Le Mali est un pays immensément riche, mais un pays volé, pillé, violé et violenté dans sa marche vers le progrès. Une gouvernance par la corruption. Mais depuis 2005, des institutions internationales indépendantes d’évaluation de la corruption ont interpellé notre pays sur son niveau trop élevé de corruption et demandé aux autorités plus de transparence et d’efficience dans la gestion des richesses et des deniers publics.
Transparency International a d’ailleurs classé le Mali au 99ème rang des pays les plus corrompus en 2006 sur un total de cent soixante-trois (163) pays notés, alors qu’il était classé au 77ème rang en 2005 et au 88ème rang en 2004.
Dans son rapport 2005-2006, la Cellule d’appui aux structures de contrôle de l’administration (CASCA) a signalé que quarante-huit (48) dossiers sur les cent soixante-seize (176) qu’elle a examinés, méritaient d’être soumis à la justice, du fait des actes graves de corruption et de délinquance financière décelés (détournement de deniers publics, fractionnement illégal de dossiers d’appel d’offres en violation du Code des marchés publics, argent volatilisé, facturations malhonnêtes, etc.).
Il y a des considérations politiques de la corruption et des malversations. Les auteurs de ces pratiques se recrutent presque exclusivement dans certaines couches sociales privilégiées et minoritaires: fonctionnaires, magistrats, agents des Forces armées et de sécurité, membres des professions libérales, commerçants, industriels, notabilités traditionnelles ou religieuses. Il ressort des analyses que ce sont ces mêmes couches sociales qui occupent aussi le champ politique. Tout comme l’activité politique, le phénomène de la corruption et des malversations revêt un caractère élitiste et urbain. Les deux (02) sphères sont donc fortement imbriquées l’une dans l’autre, car elles sont animées par les mêmes acteurs. La logique est déroutante: on a besoin d’argent pour faire la politique, et en faisant la politique on peut se faire beaucoup d’argent.
D’un côté, l’argent sale accumulé en détournant des fonds publics ou en attribuant complaisamment des marchés publics est d’un concours précieux pour se faire une place au soleil dans l’arène politique par le système du «patronage» fortement ancré dans les habitudes des Maliens.
De l’autre côté, l’obtention d’un mandat électif ou la nomination à de hautes fonctions de l’État offre une certaine couverture, voire une certaine impunité pour entretenir divers réseaux d’accumulation et de fructification de l’argent sale. Depuis quelque temps, certains agents de l’État et certains opérateurs économiques accusés de détournements de fonds publics ou d’escroquerie ont trouvé refuge à l’Assemblée nationale, où le bénéfice de l’immunité parlementaire leur permet d’échapper aux poursuites judiciaires ou tout au moins de retarder les échéances.

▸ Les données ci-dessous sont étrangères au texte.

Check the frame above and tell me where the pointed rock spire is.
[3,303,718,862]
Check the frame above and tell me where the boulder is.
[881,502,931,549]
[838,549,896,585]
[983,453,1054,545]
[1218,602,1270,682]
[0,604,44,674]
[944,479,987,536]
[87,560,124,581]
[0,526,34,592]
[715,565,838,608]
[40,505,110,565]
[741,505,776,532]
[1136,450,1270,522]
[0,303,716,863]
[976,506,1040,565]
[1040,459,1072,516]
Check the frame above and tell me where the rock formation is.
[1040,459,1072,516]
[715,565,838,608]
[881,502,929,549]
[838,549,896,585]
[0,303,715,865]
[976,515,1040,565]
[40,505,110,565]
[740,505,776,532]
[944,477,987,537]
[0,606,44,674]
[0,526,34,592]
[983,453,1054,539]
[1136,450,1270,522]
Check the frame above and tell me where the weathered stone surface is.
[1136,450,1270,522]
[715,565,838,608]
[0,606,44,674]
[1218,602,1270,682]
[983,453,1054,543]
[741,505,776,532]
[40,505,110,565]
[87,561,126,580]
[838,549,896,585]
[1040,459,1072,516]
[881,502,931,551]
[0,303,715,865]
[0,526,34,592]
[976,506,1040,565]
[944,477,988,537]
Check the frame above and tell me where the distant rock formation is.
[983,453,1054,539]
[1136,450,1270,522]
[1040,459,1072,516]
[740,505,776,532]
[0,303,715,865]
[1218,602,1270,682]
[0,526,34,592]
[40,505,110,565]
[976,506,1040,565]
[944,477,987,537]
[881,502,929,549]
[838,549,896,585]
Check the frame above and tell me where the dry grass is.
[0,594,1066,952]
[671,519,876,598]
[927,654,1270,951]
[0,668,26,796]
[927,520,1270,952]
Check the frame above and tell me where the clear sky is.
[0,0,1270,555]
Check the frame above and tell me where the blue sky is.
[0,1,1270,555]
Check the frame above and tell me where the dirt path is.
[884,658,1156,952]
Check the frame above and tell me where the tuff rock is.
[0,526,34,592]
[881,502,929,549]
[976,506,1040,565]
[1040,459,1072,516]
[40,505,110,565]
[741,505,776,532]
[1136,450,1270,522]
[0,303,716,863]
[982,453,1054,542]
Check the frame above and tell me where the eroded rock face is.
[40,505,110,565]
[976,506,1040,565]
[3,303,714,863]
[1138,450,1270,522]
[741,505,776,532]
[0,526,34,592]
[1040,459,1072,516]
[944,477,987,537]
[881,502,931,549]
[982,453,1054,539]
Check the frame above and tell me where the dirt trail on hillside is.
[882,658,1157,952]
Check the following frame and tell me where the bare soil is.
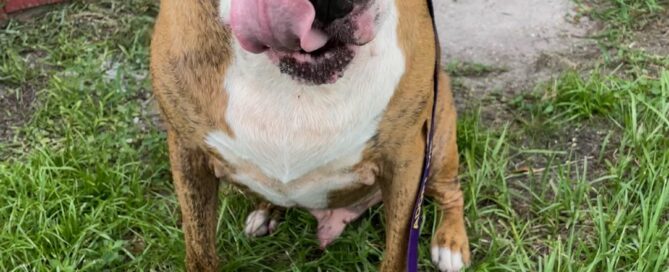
[435,0,598,97]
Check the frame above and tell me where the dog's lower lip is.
[298,40,346,58]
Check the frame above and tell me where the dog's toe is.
[244,210,277,237]
[432,246,465,272]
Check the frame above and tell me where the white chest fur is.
[206,5,405,208]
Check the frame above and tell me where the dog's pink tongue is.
[230,0,328,53]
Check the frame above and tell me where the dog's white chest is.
[206,6,404,208]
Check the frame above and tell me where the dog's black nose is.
[309,0,353,25]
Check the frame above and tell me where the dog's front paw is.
[431,227,469,272]
[244,209,278,237]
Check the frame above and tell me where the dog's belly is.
[205,6,405,209]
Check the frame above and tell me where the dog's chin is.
[268,25,374,85]
[268,41,359,85]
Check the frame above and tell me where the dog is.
[151,0,470,271]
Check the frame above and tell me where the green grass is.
[0,0,669,271]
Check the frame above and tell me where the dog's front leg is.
[167,131,219,272]
[381,133,425,272]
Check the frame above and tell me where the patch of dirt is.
[0,84,37,143]
[435,0,598,100]
[631,9,669,56]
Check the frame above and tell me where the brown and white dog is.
[151,0,469,271]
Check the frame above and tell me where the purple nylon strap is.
[407,0,441,272]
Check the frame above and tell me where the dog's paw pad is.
[432,246,465,272]
[244,210,277,237]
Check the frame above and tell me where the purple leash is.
[407,0,441,272]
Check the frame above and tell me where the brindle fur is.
[151,0,469,271]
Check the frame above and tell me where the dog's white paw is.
[244,210,277,237]
[432,246,465,272]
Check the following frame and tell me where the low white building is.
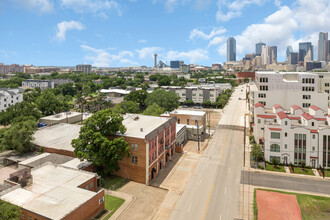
[253,104,330,167]
[0,88,23,111]
[250,71,328,114]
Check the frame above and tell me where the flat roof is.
[120,114,171,139]
[32,123,82,152]
[0,164,97,219]
[40,112,81,121]
[171,110,206,116]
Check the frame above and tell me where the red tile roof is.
[274,104,283,109]
[309,105,320,111]
[257,115,276,118]
[291,105,302,110]
[269,128,282,131]
[277,112,288,119]
[254,102,265,108]
[301,112,314,120]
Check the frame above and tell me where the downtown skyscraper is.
[227,37,236,62]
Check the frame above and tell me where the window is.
[303,103,311,108]
[303,95,312,99]
[270,132,281,139]
[132,156,137,164]
[270,144,280,152]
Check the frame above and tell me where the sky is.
[0,0,330,67]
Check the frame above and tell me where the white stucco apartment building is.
[253,103,330,167]
[250,71,330,114]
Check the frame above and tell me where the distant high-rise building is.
[299,42,314,62]
[76,64,92,74]
[288,52,299,65]
[154,53,158,68]
[318,32,328,61]
[227,37,236,62]
[170,60,184,69]
[256,42,266,56]
[286,46,293,61]
[269,46,277,64]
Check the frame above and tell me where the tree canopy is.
[72,109,130,175]
[0,200,21,220]
[146,89,180,111]
[1,116,37,155]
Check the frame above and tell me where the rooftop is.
[119,114,170,139]
[32,124,81,152]
[0,164,96,219]
[171,110,206,116]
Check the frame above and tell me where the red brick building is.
[115,114,176,185]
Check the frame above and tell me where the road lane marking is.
[202,184,213,220]
[219,136,229,161]
[187,203,191,212]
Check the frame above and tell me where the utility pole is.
[197,121,200,153]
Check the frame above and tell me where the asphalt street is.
[170,85,247,220]
[241,171,330,194]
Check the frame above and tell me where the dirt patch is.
[256,190,302,220]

La perte de confiance des gouvernés envers les gouvernants est de nature à saper les fondements mêmes du système démocratique en portant atteinte à la légitimité des institutions qui symbolisent l’État. La côte d’alerte est déjà atteinte au Mali comme l’attestent les résultats de certains sondages d’opinion réalisés entre 2001 et 2004.
En 2001, 89% des habitants de la ville de Bamako, soit neuf sur dix, considéraient la corruption comme un problème majeur dans notre société, 13% ont été touchés directement ou indirectement par le phénomène, et 43% des paiements effectués dépassaient le SMIG (Salaire minimum interprofessionnel garanti).
En 2003, 83% des Maliens, soit huit sur dix affirmaient que la corruption électorale était très répandue; 62% étaient convaincus que les élections sont une question d’argent; 32% connaissaient des gens qui ont vendu leur vote.
En 2004, 49% des firmes manufacturières ont cité la corruption comme un problème majeur; environ 3,4% de la valeur du chiffre d’affaires annuel et 5,9% de la valeur des contrats étaient affectés à des paiements informels. Les chiffres de l’indice de perception de la corruption publiés par l’Organisation non-gouvernementale (ONG) Transparency International confirment, pour ainsi dire, l’existence du phénomène.
Dans le rapport publié en 2003, le Mali a obtenu un score de trois (03) points sur dix (10) et a occupé le 78ème rang sur cent trente-trois (133) pays classés; dans le rapport de 2004, le Mali a obtenu 3,2 points et a occupé le 77ème rang sur cent quarante-cinq (145) pays classés; dans le rapport de 2005, le Mali a obtenu 2,9 points et a occupé le 88ème rang sur cent cinquante-huit (158) pays classés.
«Dans un pays pauvre, ruiné par la corruption, le népotisme et le nombrilisme, un pays, où tout est à faire, à refaire ou à parfaire, il y a mieux à faire que de s’acharner sur un citoyen innocent puis de faire de la manipulation et du troll. Aucun mensonge n’est éternel».